Six policiers ont été condamnés, jeudi à Bobigny, à des peines allant de six à douze mois de prison, dont six mois ferme pour certains, pour des violences et des injures racistes lors de l’interpellation d’un Égyptien en avril 2020 à l’Ile-Saint-Denis.
Le policier, qui avait déclaré “un bicot comme ça, ça nage pas” à l’encontre du jeune homme interpellé après s’être jeté dans la Seine, a été condamné à six mois de prison avec sursis. Quatre de ses collègues ont été condamnés à douze mois dont six mois ferme et une interdiction d’exercer pendant douze mois. Une sixième fonctionnaire a été condamnée à douze mois de prison avec sursis.
Les peines prononcées par le tribunal de Bobigny (Seine-Saint-Denis) à l’encontre de ces policiers de la Direction territoriale de la sécurité publique des Hauts-de-Seine ont été plus lourdes que les réquisitions.
Le parquet n’avait pas retenu les violences dans ses réquisitions, seulement les insultes, et réclamé une seule peine.
Mais le tribunal a accepté de joindre l’affaire sur les faits d‘”injures racistes” aux citations directes de la partie civile pour les faits de “violences”, s’appuyant notamment sur une bande sonore.
“Je suis heureux, la justice a été faite. J’ai été lésé, agressé. Je suis content de cette décision”, s’est réjoui Samir E, la victime, à l’issue du délibéré.
Le 26 avril 2020 vers 01H30 du matin, des policiers avaient interpellé à l’Île-Saint-Denis (Seine-Saint-Denis) l’ouvrier de 29 ans, soupçonné de vol de matériel sur un chantier et qui avait tenté, selon des sources policières, de prendre la fuite en se jetant dans la Seine.
Sur les faits de vol, l’affaire a été classée sans suite.
Après avoir sorti le jeune homme du fleuve, un des policiers avait déclaré: “Un bicot comme ça, ça nage pas”, selon une vidéo captée par un riverain et diffusée par le journaliste Taha Bouhafs sur les réseaux sociaux.
“Ha ! ha ! Ça coule, tu aurais dû lui accrocher un boulet au pied”, pouvait-on également y entendre.
Puis lors de son transfert au commissariat, le ressortissant égyptien avait reçu de nombreux coups dans le fourgon, selon ses déclarations, étayées par les propos captés dans le fourgon de police.
Pour ces faits, une fonctionnaire de police a été condamnée à douze mois de prison avec sursis pour “non empêchement des violences”.
L’avocat de la partie civile, Me Arié Alimi, s’est dit “surpris” de cette décision. “On n’est pas habitué en matière de violences policières et de racisme dans la police à des condamnations aussi claires, évidentes avec des peines relativement lourdes”.
Pour Me Alimi, “la justice commence à se dire que c’est plus possible et commence à fixer les limites.
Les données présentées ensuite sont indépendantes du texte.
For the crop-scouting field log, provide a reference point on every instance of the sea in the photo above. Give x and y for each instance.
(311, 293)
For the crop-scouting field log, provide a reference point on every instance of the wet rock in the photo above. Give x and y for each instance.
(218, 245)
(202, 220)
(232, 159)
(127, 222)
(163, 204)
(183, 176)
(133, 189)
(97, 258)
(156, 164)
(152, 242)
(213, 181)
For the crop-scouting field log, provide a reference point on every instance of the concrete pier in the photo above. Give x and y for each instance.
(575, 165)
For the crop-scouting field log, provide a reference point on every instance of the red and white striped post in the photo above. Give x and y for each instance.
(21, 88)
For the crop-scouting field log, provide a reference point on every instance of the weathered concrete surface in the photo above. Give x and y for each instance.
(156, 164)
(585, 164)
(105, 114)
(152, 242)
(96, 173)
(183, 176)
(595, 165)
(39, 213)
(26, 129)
C’est un jugement singulier, symbolique mais qui va marquer le combat sur les violences et le racisme dans la police”.
Les quatre associations antiracistes (Licra, MRAP, LDH, SOS Racisme) qui s’étaient portées parties civiles ont été déclarées recevables et obtiennent un euro symbolique de dommages-intérêts.
Ces condamnations “doivent aussi sonner pour l’Etat comme la nécessité d’une prise de conscience”, a estimé SOS Racisme, dans un communiqué. “Il est de la responsabilité de l’Etat de cesser de fermer les yeux sur des pratiques ici condamnées du seul fait de l’existence d’une vidéo”, déplore l’association.
Cinq des six agents ont fait appel
La défense a de son côté “contesté cette décision”. “Le tribunal n’a tenu compte ni des éléments de faits que nous avions portés à sa connaissance ni des arguments juridiques que nous avions développés”, a regretté Me Laurent-Franck Lienard, l’avocat du principal prévenu.
Cinq des six policiers condamnés ont décidé de faire appel du jugement.
Le fonctionnaire de police qui avait usé du terme “bicot” avait plaidé “la blague de mauvais goût” lors de son procès en novembre et le “besoin de décompresser et faire marrer la galerie”, avait-il dit.
Dans cette affaire qui avait suscité l’indignation, deux policiers ont été sanctionnés administrativement en octobre de cinq jours d’exclusion ferme.
Le Directeur général de la police nationale, Frédéric Veaux, était allé au-delà des recommandations du conseil de discipline de la Préfecture de police, qui avait proposé trois jours d’exclusion.